Enfin, je pique sa curiosité.

— Je suis étudiante en dernière année de Licence, dis-je fièrement.

— Ah bon ? répond-il, surpris.

Soudain, ses yeux s’éteignent de luminosité et il fronce les sourcils. Comme s’il y’a eu un recul vis-à-vis de ma situation professionnelle. Suis-je trop jeune pour lui ? Préfère-t-il une femme indépendante financièrement ? Une travailleuse au lieu d’une étudiante ? Je sens mes mains devenir moites, de peur qu’il se retire et parte.

— Qu'est-ce que c'est que ce froncement de sourcils ?

— Est-ce qu'on peut réagir de façon tout à fait normale sans avoir à se justifier ?

Je rebondis sans laisser voir mon soulagement à sa réplique.

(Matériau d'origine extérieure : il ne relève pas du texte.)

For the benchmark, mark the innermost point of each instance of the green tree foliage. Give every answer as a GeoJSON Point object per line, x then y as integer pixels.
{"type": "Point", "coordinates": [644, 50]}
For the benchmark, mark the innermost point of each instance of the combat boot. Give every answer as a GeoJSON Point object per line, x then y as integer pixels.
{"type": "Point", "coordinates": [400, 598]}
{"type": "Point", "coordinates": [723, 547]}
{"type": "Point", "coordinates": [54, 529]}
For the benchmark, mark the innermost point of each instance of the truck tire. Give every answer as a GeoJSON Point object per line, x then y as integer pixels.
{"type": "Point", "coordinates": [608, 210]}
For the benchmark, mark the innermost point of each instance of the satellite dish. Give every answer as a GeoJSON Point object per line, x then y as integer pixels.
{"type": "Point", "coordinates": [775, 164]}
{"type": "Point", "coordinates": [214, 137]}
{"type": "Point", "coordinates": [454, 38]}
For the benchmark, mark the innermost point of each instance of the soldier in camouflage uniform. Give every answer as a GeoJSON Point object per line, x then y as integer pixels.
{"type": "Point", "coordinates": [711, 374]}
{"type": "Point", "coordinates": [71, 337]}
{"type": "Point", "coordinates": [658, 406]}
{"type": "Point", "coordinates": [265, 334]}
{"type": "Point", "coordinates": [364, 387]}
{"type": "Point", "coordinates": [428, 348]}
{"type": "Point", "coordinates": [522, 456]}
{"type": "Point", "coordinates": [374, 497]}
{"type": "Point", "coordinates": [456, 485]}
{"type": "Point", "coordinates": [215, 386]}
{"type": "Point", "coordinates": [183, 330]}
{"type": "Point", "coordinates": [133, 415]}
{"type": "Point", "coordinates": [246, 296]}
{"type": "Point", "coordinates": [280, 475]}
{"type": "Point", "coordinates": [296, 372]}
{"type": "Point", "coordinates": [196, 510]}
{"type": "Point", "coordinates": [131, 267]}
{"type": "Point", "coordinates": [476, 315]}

— C'est vous qui avez commencé, je vous signale.

— Vous marquez un point.

Je trempe à nouveau mes lèvres dans ma flûte et y passe ma langue. Je ne cherchais pas à l’inviter à quoique ce soit, mais lorsqu’on veut séduire, apparemment l’inconscient prend parfois le contrôle de nos actes. Et son regard posé le temps d'une seconde sur ma bouche me dévoile son attraction réciproque.

Puis, Fabien Galanvier – Gueule en biais - l’amant d’Iban brise le charme. Ma face séductrice s’efface pour laisser place à mon caractère impulsive et cynique. Surtout après avoir entendu l’une de ses blagues pompeuses et ridicules. Je ne comprendrai jamais ce que lui trouve Iban ! Plus lourd que ce mec, tu meurs !

Soudain, le tube Party Rock Anthem de LMFAO enflamme la piste et je me lève surexcitée pour aller danser en insistant que James nous rejoigne.

Au milieu de la foule, nous hurlons, dansons, tourbillonnons d’extase, de joie et partageons notre empreinte juvénile avec tous les autres clubbers. Entraînés dans la chorégraphie du clip, nous rions en voyant que Toni ne suit pas du tout et que Charles a glissé sur une flaque au sol. Nous admirons en ne cessant de se mouvoir, les danseurs de hip-hop au centre d’un cercle que les gens avaient instinctivement créé pour leur laisser la place. Sur les épaules de Mathieu, je crie ma joie de vivre, je relâche la pression, heureuse et reconnaissante envers la vie.

C’est à ce moment-là que je cherche du regard James et le trouve appuyé contre un mur, en retrait. Il semble dégagé un mystère autour de lui, une attraction curieuse. Il est en perpétuel analyse et je souris à ce que je m’apprête à faire.

Je donne une petite tape sur la tête de Mathieu pour qu’il me repose et accours vers James en lui prenant le bras. Réticent, il recale mon invitation poliment et je le tire, euphorique jusque sur la piste, ne lui laissant que peu de choix. En rejoignant le groupe, je me positionne dos à son torse et danse sans trop le coller, je ne veux pas qu’il pense que je l’invite à me toucher ou à aller plus loin. Puis, je me retourne et le vois parcourir des yeux la piste. Et ça me rassure de ne pas avoir croisé un regard pervers me déshabillant de la tête aux pieds. Je souris et m’écarte pour danser avec Iban. Celui-ci attrape James par le cou, et le reste de l’équipe l’imite, sautillant, hurlant les paroles, je ferme les yeux et me laisse emporter par cette transe éphémère.